Step 3:  The additional photographs will demonstrate the progression of the plants from this point.

       This plant is 3 days old.  In the center is a small nub.  This indicates that you will probably have a successful plant.

These are between 10-14 days.  It seems the most important thing is fresh filtered water everyday.

One can see that this plant has a nice root system, looks healthy and has lots of healthy green leafs.
This is the time to transplant from the water into good potting soil.

At this point it is time to put the plants into a good dirt base.  For the initial transplant I prefer to use organic potting soil.  Later when they are placed in larger pots I will use a soil that is more permanent. Again, organic but our own mix including a compost that consist of raw vegetable matter, grass cuttings, leaves and paper products such as cardboard and paper bags.  There is no animal products and no produce that has been cooked.

These plants have been in the dirt for two to three weeks.  Notice that the leaves are a dark green.  I acquire this color by leaving the plants in direct sunlight, but when they are first put outside give them a shade and let the plant get hardy before introducing it to the environment. 
A green stalk has a stronger taste and has more nutrients.  A whiter stalk has a milder taste but is not as nutritious. 
The method used to make the celery milder is called blanching which is nothing more than exposing it to less sunlight. 

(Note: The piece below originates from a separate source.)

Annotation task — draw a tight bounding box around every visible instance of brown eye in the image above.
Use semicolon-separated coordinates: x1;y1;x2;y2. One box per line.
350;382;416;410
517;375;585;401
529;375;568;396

This shows the various stages of growth of the different plants. In a few weeks they will all be about the same.  The advantage of having a few plants is that cuttings can be staggered from day to day.  When cutting, cut from the outside.  The trunk on the inside of the plant will continue to produce new stalks.  By continued cutting from the plant you will encourage new growth.

At this stage they are about four to five weeks old.  They have lots of foliage and appear very healthy.

This plant is seven weeks old.  It was started on February 1, 2014 and this photograph was taken on March 21, 2014.  In three to four weeks it will be producing and will continue to for many months.  From this plant I will be able to start a few more.

This system works well for me and most important I know what is in the food we are consuming. There are other vegetables that this works with; i.e. romaine lettuce, pineapples.  Carrots will sprout a green leafy vegetable that has a slight bitter taste.  Pineapple takes years for a tree to grow so if you are staying where you are why not?